Effect of Zn^2 + binding and enzyme active site on the transition state for RNA 2′-O-transphosphorylation interpreted through kinetic isotope effects

Highlights

• KIE measurements suggest that Zn^2 + alters the transition state in RNA transphosphorylation.

• Different Zn^2 + binding modes yield distinct KIE signatures.

• KIEs from one dimetallic binding mode agree best with experimental results.

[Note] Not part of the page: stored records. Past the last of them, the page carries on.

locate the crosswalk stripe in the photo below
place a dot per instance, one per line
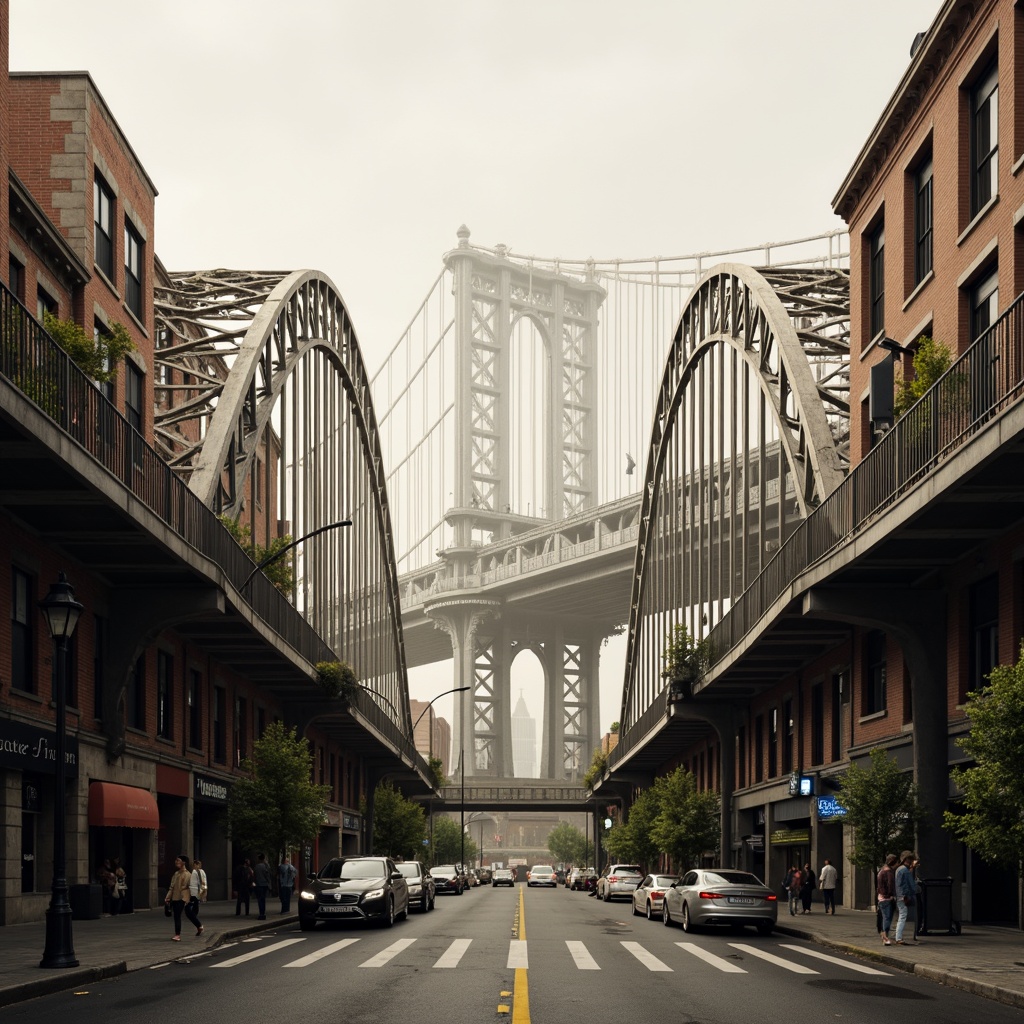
(454, 953)
(648, 960)
(321, 953)
(517, 954)
(583, 958)
(862, 968)
(261, 951)
(717, 962)
(772, 958)
(387, 954)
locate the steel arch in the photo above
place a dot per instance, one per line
(275, 426)
(751, 432)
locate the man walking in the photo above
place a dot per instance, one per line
(826, 883)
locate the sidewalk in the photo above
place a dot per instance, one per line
(986, 961)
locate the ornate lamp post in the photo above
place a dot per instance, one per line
(61, 615)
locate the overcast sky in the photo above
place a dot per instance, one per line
(354, 138)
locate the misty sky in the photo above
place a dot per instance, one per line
(354, 138)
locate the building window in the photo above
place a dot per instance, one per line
(875, 672)
(984, 298)
(133, 395)
(165, 695)
(923, 180)
(984, 138)
(877, 279)
(195, 710)
(133, 270)
(102, 220)
(219, 726)
(22, 605)
(984, 631)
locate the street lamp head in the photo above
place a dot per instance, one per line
(60, 608)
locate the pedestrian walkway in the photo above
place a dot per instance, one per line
(986, 961)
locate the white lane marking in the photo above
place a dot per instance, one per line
(454, 953)
(386, 954)
(321, 953)
(517, 954)
(772, 958)
(262, 951)
(648, 960)
(862, 968)
(583, 958)
(717, 962)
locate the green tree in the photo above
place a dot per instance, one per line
(97, 356)
(993, 820)
(399, 824)
(688, 822)
(275, 806)
(882, 806)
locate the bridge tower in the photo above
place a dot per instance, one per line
(492, 296)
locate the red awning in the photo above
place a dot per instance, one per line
(127, 806)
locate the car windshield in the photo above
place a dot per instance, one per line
(343, 869)
(731, 878)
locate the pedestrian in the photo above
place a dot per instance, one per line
(177, 893)
(286, 882)
(244, 885)
(197, 895)
(827, 880)
(886, 889)
(796, 881)
(906, 890)
(807, 886)
(261, 876)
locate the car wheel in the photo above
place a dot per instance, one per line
(687, 924)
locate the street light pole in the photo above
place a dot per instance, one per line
(61, 612)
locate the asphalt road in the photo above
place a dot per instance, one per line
(581, 962)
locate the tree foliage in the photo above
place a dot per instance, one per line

• The dimetallic binding mode highly resembles the catalytic mode in RNase A.

Abstract

Divalent metal ions, due to their ability to stabilize high concentrations of negative charge, are important for RNA folding and catalysis. Detailed models derived from the structures and kinetics of enzymes and from computational simulations have been developed. However, in most cases the specific catalytic modes involving metal ions and their mechanistic roles and effects on transition state structures remain controversial. Valuable information about the nature of the transition state is provided by measurement of kinetic isotope effects (KIEs). However, KIEs reflect changes in all bond vibrational modes that differ between the ground state and transition state. QM calculations are therefore essential for developing structural models of the transition state and evaluating mechanistic alternatives. Herein, we present computational models for Zn^2 + binding to RNA 2′O-transphosphorylation reaction models that aid in the interpretation of KIE experiments. Different Zn^2 + binding modes produce distinct KIE signatures, and one binding mode involving two zinc ions is in close agreement with KIEs measured for non-enzymatic catalysis by Zn^2 + aquo ions alone. Interestingly, the KIE signatures in this specific model are also very close to those in RNase A catalysis. These results allow a quantitative connection to be made between experimental KIE measurements and transition state structure and bonding, and provide insight into RNA 2′O-ransphosphorylation reactions catalyzed by metal ions and enzymes. This article is part of a Special Issue entitled: Enzyme Transition States from Theory and Experiment.

Introduction

Divalent metal ions play critical roles in RNA folding and catalysis [1], [2], [3], [4], [5], [6], [7], [8]. The ability of divalent ions to stabilize high concentrations of negative charge in transphosphorylation reaction centers via electrostatic interactions, direct coordination or acid-base chemistry empowers them with potential mechanisms to assist in catalysis. However, unraveling the specific role of metal ions is extremely challenging due to the difficulty in discerning the catalytically active metal ion binding mode and its connection with the transition state (TS) structure and bonding [2], [3], [4], which also exists as the major barrier in the investigation of enzyme catalysis mechanisms.

A powerful strategy to resolve mechanistic ambiguity is to rationally design and study simplified model reaction systems using a joint experimental/theoretical approach. Perhaps the most sensitive experimental mechanistic probe is the measurement of kinetic isotope effects (KIEs) that compare the relative reaction rate constants between isotopologues. KIEs arise from subtle quantum effects associated with the changes in structure and bonding that occur in proceeding from the reactant state (RS) to rate-controlling TS [9], [10], [11], [12], [13], [14]. However, meaningful interpretation of KIE measurements requires the use of computational models. Computational modeling of KIEs has been extensively applied to study RNA transphosphorylation catalyzed by enzyme, [15] specifically designed metal catalyst [16], [17] and without catalyst [18], [19], [20]. In a recent work, [21] Zhang et al. measured the primary and secondary kinetic isotope effects for catalysis by Zn^2 + ions and by specific base alone, and compared results with preliminary calculations. In the present work, we extend the scope of these calculations to explore 9 distinct, alternative Zn^2 + ion binding modes (Fig. 2) within several classes (Scheme 1) in the TS and characterize the resulting KIE signatures. Comparison across different model reactions is also performed and analyzed.